I’ve already talked about a few things that you should look at, such as mobile connectivity, but here is a more detailed list of scenarios to tackle in your test lab.

  • Installing a new Exchange 2016 organization and server into an Active Directory Forest
  • Configuring client access namespaces
  • Create a certificate request, installing a certificate, and enabling the certificate
  • Achieving full client connectivity with no certificate errors or warnings
  • Moving databases to different storage paths
  • Creating a single mailbox user, and creating bulk mailbox users
  • Assigning email addresses to new and existing users automatically
  • Using PowerShell to modify multiple mailbox user’s attributes
  • Establishing inbound and outbound mail flow
  • Backing up and recovering mailbox databases
  • Upgrading the Exchange server with new Cumulative Updates
  • Granting a user access to another user’s mailbox
  • Create a Room mailbox and configure automatic calendar processing
  • Creating distribution lists, and preventing specific users from sending email to them
  • Create an admin account and grant it only the required Exchange permissions to be able to manage mailboxes

I won’t tell you how to actually do those things. You’ll find documentation and tutorials online with a few simple searches, and then become familiar with how those tasks are performed by practicing them in your lab.

What Else?

Having a test lab will open up a range of new learning possibilities for you. Always wanted to learn PowerShell? Now you have an environment to start, and not just for Exchange, you can also learn PowerShell for Active Directory, Windows Server itself, and many other features of the operating system.
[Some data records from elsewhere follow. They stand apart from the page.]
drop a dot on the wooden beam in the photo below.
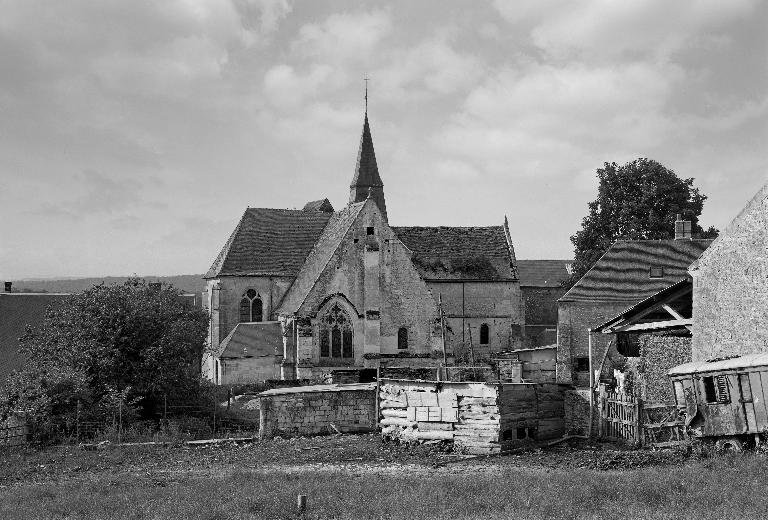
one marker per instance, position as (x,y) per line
(656,325)
(673,312)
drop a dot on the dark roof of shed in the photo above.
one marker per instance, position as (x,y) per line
(269,242)
(622,273)
(319,205)
(450,253)
(542,273)
(258,339)
(680,290)
(17,310)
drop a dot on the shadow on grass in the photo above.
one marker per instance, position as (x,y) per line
(722,487)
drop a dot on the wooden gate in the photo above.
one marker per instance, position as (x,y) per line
(619,417)
(627,418)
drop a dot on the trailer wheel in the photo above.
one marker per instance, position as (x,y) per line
(729,445)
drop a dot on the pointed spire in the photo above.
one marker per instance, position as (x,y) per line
(366,176)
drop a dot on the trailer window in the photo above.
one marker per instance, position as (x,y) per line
(716,389)
(679,392)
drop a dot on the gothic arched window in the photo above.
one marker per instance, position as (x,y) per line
(251,308)
(484,333)
(336,334)
(402,338)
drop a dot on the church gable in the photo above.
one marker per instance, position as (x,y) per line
(372,270)
(269,242)
(452,253)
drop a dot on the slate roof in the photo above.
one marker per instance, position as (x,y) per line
(542,273)
(319,257)
(17,310)
(319,205)
(261,339)
(453,253)
(269,242)
(623,273)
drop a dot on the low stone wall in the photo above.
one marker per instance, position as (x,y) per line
(317,410)
(577,412)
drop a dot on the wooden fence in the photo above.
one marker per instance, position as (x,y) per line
(627,418)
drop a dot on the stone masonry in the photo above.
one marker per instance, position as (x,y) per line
(315,410)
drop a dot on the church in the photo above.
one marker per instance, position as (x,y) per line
(301,294)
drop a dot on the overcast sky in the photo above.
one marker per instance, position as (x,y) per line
(133,134)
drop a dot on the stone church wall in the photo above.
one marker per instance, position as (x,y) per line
(730,288)
(225,301)
(374,274)
(468,305)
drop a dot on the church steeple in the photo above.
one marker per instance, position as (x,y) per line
(367,182)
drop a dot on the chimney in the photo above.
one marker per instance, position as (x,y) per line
(682,228)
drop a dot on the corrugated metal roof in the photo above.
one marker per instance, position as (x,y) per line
(623,273)
(259,339)
(450,253)
(542,273)
(698,367)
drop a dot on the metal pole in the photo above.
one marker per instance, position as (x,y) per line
(591,386)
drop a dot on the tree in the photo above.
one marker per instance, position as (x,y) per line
(130,344)
(636,201)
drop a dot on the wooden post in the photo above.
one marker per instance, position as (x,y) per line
(442,327)
(600,401)
(471,351)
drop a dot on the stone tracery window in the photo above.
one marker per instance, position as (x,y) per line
(336,334)
(484,334)
(251,307)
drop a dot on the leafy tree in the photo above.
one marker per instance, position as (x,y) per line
(127,345)
(636,201)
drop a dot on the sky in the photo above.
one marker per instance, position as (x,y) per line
(133,134)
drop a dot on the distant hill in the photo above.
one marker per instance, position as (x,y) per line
(193,283)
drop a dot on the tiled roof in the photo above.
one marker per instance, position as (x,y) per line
(623,273)
(319,257)
(269,242)
(449,253)
(261,339)
(319,205)
(542,273)
(17,310)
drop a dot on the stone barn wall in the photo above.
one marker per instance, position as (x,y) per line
(476,417)
(658,354)
(730,288)
(316,410)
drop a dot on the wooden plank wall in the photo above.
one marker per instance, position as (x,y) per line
(479,418)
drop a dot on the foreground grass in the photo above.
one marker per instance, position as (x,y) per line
(722,487)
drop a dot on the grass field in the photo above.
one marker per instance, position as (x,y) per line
(259,481)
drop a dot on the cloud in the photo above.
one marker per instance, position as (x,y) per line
(606,29)
(343,37)
(515,122)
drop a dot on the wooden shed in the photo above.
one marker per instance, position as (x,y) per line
(725,397)
(477,417)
You could also look at setting up a Hybrid deployment with Office 365. This gets a bit tricker if you don’t have the certificates and firewall access that Hybrid depends on, but if you can meet those requirements then definitely go ahead and grab a trial Office 365 tenant to play around with as well.

But ultimately, a test lab environment will be a very good investment of your time and money to grow your Exchange administrative skills, and improve your career.